Crispy Poblano and Cheese Folded Tacos
Crispy Poblano and Cheese Folded Tacos
Ingrediënten
- About 3 tablespoons canola oil
- 3 large poblano chiles about 6 oz. each — stemmed, seeded, and thinly sliced (about 4 cups)
- 1 onion about 10 oz., halved and thinly sliced (about 3 cups)
- 6 oz. pepper Jack cheese grated (about 1 1/2 cups)
- ¼ cup chopped pickled jalapeños
- 3 cloves garlic finely chopped
- 8 small 6-inch flour tortillas
- Store-bought tomatillo salsa queso, and/or pico de gallo, for topping
- Chopped fresh cilantro for garnish
Instructies
- In a large skillet, heat 2 tablespoons of canola oil over medium-high heat.

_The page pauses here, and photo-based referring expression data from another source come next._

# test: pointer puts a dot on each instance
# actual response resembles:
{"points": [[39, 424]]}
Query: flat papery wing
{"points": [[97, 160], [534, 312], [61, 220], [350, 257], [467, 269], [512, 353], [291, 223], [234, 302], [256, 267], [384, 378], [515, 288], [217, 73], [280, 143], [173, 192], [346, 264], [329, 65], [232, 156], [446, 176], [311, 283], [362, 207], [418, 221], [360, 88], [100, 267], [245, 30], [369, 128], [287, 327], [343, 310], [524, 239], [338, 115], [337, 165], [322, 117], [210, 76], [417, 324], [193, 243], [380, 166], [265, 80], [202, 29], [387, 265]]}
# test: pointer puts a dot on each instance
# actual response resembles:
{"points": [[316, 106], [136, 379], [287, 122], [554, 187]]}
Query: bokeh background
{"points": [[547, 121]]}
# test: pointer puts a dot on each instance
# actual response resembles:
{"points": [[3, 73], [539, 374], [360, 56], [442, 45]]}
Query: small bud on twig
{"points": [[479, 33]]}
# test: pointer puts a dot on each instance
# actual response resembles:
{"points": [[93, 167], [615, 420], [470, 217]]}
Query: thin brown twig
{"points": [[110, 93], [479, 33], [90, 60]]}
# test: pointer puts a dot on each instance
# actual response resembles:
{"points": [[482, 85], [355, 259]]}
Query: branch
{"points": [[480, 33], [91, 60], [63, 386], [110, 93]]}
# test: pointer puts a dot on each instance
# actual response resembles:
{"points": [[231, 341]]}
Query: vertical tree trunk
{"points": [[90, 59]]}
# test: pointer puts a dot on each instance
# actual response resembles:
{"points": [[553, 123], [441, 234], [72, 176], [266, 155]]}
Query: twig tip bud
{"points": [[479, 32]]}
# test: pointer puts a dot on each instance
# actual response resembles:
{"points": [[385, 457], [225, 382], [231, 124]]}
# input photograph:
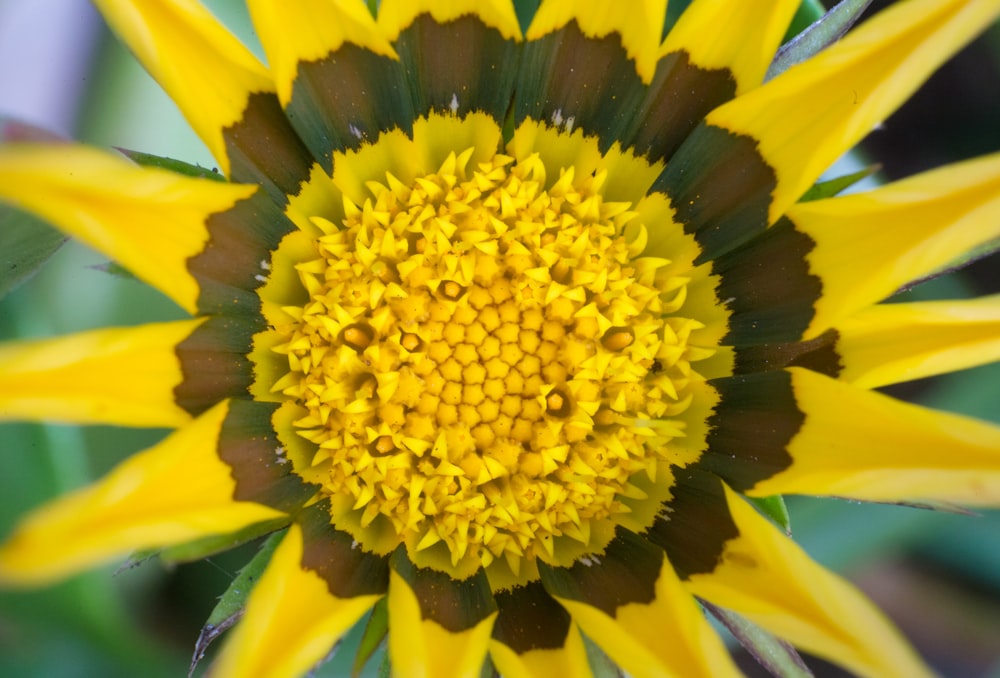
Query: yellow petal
{"points": [[174, 492], [120, 376], [208, 73], [639, 28], [766, 577], [804, 119], [891, 343], [395, 15], [864, 445], [422, 646], [740, 37], [629, 600], [149, 220], [292, 619], [870, 244], [297, 32]]}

- Add the thinly sliced poblanos and onions.
- Season with salt and pepper.
- Cook, stirring often, until the vegetables are crisp-tender and browned in spots, approximately 8 minutes.
- Transfer the mixture to a large bowl.
- Stir in the grated pepper Jack cheese, pickled jalapeños, and chopped garlic.

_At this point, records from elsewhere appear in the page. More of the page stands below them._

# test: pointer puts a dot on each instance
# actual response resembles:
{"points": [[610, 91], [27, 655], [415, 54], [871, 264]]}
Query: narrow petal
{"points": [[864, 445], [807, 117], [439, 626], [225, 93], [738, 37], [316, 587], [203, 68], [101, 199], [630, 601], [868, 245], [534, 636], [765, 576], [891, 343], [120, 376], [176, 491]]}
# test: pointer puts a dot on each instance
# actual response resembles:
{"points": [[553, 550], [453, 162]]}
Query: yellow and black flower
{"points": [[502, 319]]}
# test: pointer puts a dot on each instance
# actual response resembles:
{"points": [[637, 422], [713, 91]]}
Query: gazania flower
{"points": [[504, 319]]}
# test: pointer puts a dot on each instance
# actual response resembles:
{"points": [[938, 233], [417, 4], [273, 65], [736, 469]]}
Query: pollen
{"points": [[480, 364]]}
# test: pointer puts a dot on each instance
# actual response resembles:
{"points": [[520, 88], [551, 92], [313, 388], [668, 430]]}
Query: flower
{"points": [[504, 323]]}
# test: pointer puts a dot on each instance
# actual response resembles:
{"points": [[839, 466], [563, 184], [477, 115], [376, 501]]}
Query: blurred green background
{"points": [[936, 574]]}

- Season the mixture with salt and pepper.
- Divide the poblano and onion mixture among the tortillas, placing about 2/3 cup on one half of each tortilla.
- Fold the other half of each tortilla over the filling and press to flatten.
- In a large nonstick skillet, heat the remaining 1 tablespoon of canola oil over medium-high heat.
- Working in two batches, cook the folded tacos until golden and crispy, about 2 minutes per side.
- Add more oil if needed.
- Top the crispy tacos with store-bought tomatillo salsa, queso, and/or pico de gallo.
- Garnish with chopped fresh cilantro.
Notes / Tips / Wine Advice:
Serve these Crispy Poblano and Cheese Folded Tacos for a delightful combination of crunch, spice, and cheesy goodness!